In this study we investigated HPT processing of the FeTi-Cu system with the goal of preparing a homogeneous (nano)composite, whereby Cu takes the role of a ductile phase for improving the deformability. The Cu content was reduced as much a possible, while still aiming to maintaining a percolating structure; therefore an optimized Cu content of 25 vol% was fixed.

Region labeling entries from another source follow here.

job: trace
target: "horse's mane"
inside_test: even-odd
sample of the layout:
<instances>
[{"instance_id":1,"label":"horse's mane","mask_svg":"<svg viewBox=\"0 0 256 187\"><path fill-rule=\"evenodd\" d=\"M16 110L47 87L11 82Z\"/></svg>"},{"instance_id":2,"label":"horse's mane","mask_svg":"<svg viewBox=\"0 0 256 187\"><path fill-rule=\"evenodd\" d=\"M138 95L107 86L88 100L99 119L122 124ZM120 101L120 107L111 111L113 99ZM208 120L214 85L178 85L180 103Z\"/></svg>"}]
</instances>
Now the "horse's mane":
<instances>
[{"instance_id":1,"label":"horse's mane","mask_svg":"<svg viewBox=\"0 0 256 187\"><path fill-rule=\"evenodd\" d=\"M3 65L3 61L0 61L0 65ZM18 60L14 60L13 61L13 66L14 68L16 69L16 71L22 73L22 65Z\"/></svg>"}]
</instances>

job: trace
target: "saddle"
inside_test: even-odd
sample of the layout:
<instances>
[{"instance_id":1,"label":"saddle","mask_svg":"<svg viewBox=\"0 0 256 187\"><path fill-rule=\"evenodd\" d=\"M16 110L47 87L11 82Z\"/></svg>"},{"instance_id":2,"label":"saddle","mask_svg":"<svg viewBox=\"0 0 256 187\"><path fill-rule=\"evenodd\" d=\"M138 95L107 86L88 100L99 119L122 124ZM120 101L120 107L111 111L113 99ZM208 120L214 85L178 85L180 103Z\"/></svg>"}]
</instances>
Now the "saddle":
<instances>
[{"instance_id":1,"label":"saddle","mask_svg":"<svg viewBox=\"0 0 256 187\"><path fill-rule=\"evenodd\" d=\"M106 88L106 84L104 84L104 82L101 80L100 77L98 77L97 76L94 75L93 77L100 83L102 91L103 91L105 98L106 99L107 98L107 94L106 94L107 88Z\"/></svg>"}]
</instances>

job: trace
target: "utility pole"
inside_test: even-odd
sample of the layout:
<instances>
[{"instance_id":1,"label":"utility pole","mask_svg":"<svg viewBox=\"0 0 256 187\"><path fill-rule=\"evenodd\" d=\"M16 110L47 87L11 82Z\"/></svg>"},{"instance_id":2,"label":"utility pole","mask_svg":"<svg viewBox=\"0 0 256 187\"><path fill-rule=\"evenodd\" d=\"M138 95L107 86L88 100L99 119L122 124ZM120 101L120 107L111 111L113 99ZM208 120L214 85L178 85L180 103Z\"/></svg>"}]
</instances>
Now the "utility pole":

At room temperature, a heterogeneous two-phase structure remained due to localization of plastic deformation in the softer Cu phase. The suppression of localization at elevated temperatures (>200 °C), due to increased strain-rate sensitively and possible strength convergence, resulted in the formation of an FeTi-Cu nanocomposite. While this nanocomposite exhibited the desired uniform structure, large FeTi grains remained unrefined. Below 250 °C this was attributed to slipping of the sample between the HPT anvils, while above 250 °C the formation of Cu-rich shear bands inside the nanocomposite occurred. The latter phenomenon highlights that plastic instabilities can reappear again at higher temperatures. Further increasing the temperature to 550 °C resulted in the most uniform microstructure, despite the Cu-rich shear band persisting. The improved homogeneity was attributed to a ductile-to-brittle transition happening in this temperature range, allowing more pronounced refinement of FeTi during severe plastic deformation.